November 4, 2016 - Managed Healthcare Executive
By Luis Castillo, President and CEO of Ensocare
As organizations embrace value-based care, they are beginning to appreciate the importance of robust care coordination. The more providers collaborate and communicate, the more likely patients are to receive appropriate, non-duplicative and timely interventions, which can mitigate risk, reduce costs and yield better patient outcomes.
Coordinating care is especially critical now that hospitals are required to comply with the Centers for Medicare & Medicaid Services (CMS) bundled payment initiatives—specifically, the Comprehensive Care for Joint Replacement (CJR) model and the cardiac care model. These programs point to the need for a broad healthcare team that should include the hospital, the patient and family and any post-acute providers, with the hospital at the center, assuming the majority of risk for the quality and cost of care. Since these initiatives represent the first of many similar risk-based models, it is clear organizations no longer have a choice as to whether to coordinate care across settings—it is becoming a necessity for long-term viability.
However, the fundamental challenge with care coordination is that hospitals and other providers are not accustomed to or equipped for working together, and the infrastructure to support information sharing, care planning and patient monitoring simply is not present in many organizations.
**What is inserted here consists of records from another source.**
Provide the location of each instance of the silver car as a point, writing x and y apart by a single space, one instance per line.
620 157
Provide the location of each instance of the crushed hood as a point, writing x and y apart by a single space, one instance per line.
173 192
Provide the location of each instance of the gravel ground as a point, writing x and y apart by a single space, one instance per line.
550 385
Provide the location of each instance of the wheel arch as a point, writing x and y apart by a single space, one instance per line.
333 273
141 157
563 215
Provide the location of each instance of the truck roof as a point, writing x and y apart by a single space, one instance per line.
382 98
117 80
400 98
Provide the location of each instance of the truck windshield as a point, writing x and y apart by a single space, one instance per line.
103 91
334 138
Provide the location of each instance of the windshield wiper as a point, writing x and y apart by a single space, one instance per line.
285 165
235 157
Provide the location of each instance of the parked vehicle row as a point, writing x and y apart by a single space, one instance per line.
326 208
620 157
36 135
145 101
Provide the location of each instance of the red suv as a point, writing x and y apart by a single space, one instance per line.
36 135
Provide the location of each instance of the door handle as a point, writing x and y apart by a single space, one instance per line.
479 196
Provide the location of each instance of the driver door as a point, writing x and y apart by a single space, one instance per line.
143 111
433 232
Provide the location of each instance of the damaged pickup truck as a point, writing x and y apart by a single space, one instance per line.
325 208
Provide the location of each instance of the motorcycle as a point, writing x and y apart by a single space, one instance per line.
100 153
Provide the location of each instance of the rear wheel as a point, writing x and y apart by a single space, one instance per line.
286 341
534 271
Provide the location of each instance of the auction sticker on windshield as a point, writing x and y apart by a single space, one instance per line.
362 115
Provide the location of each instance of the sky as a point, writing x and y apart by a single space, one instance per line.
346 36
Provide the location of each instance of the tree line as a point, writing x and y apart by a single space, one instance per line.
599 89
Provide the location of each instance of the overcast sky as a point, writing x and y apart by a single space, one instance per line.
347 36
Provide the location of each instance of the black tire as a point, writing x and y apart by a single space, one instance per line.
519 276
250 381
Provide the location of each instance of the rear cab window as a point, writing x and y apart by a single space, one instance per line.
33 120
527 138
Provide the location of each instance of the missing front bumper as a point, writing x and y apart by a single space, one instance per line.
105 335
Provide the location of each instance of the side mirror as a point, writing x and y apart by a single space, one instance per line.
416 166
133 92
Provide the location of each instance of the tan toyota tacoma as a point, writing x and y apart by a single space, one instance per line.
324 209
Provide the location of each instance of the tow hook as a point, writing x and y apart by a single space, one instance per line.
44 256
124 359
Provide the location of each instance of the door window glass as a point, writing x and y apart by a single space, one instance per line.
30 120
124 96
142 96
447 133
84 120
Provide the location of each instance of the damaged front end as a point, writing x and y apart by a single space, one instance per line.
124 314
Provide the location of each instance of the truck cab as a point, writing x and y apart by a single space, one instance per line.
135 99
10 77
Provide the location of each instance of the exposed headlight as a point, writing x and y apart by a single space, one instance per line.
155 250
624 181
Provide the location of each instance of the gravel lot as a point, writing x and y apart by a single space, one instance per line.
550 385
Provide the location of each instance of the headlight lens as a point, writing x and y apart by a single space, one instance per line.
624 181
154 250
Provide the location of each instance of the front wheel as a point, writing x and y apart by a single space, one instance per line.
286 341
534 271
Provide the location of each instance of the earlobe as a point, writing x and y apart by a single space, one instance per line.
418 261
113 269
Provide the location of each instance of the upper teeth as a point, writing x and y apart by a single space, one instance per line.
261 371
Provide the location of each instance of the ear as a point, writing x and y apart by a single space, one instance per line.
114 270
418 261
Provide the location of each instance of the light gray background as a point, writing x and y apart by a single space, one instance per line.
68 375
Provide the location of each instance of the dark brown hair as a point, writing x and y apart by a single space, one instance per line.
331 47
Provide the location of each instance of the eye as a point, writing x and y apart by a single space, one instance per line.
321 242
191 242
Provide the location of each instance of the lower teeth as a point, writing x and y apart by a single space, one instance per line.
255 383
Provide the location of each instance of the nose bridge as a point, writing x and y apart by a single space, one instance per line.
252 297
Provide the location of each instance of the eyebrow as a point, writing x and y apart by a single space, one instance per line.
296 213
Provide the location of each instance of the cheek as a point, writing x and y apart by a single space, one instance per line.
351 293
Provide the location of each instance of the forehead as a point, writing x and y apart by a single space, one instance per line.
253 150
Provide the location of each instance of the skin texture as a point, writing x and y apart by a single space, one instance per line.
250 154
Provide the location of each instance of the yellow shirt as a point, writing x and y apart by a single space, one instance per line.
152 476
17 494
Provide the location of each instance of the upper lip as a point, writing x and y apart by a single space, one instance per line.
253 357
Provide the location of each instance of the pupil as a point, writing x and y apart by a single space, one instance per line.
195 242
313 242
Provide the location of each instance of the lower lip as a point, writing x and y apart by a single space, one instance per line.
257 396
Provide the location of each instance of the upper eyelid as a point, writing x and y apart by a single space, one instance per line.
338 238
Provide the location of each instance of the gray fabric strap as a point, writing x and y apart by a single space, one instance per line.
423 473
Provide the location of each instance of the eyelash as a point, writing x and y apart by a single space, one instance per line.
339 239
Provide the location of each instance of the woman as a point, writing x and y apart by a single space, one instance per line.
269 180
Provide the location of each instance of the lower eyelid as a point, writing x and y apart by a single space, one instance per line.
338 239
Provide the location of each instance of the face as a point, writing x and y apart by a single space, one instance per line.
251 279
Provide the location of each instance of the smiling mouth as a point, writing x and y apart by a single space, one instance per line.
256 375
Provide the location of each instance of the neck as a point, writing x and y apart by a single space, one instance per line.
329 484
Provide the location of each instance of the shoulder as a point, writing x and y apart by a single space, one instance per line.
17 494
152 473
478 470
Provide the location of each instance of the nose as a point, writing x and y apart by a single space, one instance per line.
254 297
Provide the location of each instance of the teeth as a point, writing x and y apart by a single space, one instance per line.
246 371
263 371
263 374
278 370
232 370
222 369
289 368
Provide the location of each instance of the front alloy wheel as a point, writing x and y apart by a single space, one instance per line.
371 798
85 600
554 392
Yet, this is starting to change as hospitals and other providers seek effective methods for reaching patients beyond their walls.
One approach gaining favor is the implementation of care coordination technology to guide patient transitions.
Here are three areas in which this kind of technology can play a role.
1. Matching patients with post-acute providers
When patients are ready to leave the hospital, they often require the services of a post-acute organization, such as a skilled nursing facility or rehabilitation center. Deciding where to go next can be a daunting proposition for patients and families who are not familiar with the different options. Hospitals can assist by giving individuals the information they need to make informed decisions. Not only does this improve patient satisfaction, it can lead to better clinical outcomes because the hospital can recommend post-acute providers that are fully qualified to deliver optimal care.
Care coordination technology can help hospitals guide patients to the most qualified providers. Once a case manager inputs key patient information, including his or her clinical needs and personal preferences, the software produces a well-vetted list of potential providers that best meet the patient’s requirements. The case manager can then quickly determine which of these facilities is able to accept the patient, matching pre-generated provider profiles to the patient’s needs, which the care planner shares with patients and their families. Patients can view and compare facility profiles, scanning through images, videos and testimonials and if they have specific questions for a post-acute provider, they can even message the facility within the software tool. Once patients and their families review the information, they are able to rank their top choices, which are recorded for regulatory purposes. This not only ensures patients make more educated decisions and feel engaged in the process of their next care stage, but also enables the hospital to document the process, thus leading to a smoother, more successful transition.
2. Facilitating information exchange
Healthy collaboration stems from smooth information exchange. Organizations can use care coordination technology to share information directly through the electronic health record (EHR). With a click of a button, hospitals can send key portions of the patient’s medical record in an easily digestible format to post-acute providers, giving them quick access to relevant and timely information. This allows them to better plan for the patient’s care and avoid missing therapies or medications, supporting greater continuity during the transition process.
3. Enabling responsive communication
The days following a hospital discharge can be challenging for many patients as their health and risk for readmission fluctuates depending on whether they follow treatment plans, receive the appropriate therapies or respond to interventions as anticipated. During this sensitive period, it is extremely important that providers keep in touch with one another, as well as with the patient. With this in mind, organizations are beginning to leverage configurable communication apps that unite all members of a patient's care team, including primary care physicians, hospital case managers, home health nurses, pharmacies and family members. Through a single-source electronic command center found in these solutions, team members are able to virtually “talk” about the care plan, closely monitor the patient's path after discharge and receive real-time updates as the patient’s needs change. The solution can even deliver alerts to relevant care team members when interventions or escalations are warranted.
Moving from a good idea to a must-have
By better matching patients with post-acute providers, improving information exchange and facilitating greater communication across settings, organizations can demonstrate value-based, effective and efficient care. For example, by matching patients with providers that can fully meet their needs, organizations can ensure patients receive timely and comprehensive care, increasing the likelihood of positive clinical outcomes and limiting the chances of unplanned readmissions. Furthermore, when hospitals and post-acute providers proactively share detailed information about the patient’s care, they can prevent duplication of services and unnecessary tests while also reducing gaps or omissions in care. Ultimately, these actions decrease the cost of care while maintaining or even improving quality—the fundamental tenets of value-based initiatives.
For most organizations, the ability to synchronize care across settings is a work in progress, but as bundled payment models take center stage, organizations have to increase their commitment to cross-continuum collaboration. By embracing care coordination solutions that bolster communication and teamwork, hospitals can gain needed insight into a patient’s post-discharge care, treatment and current health, taking the next step to further value-based care.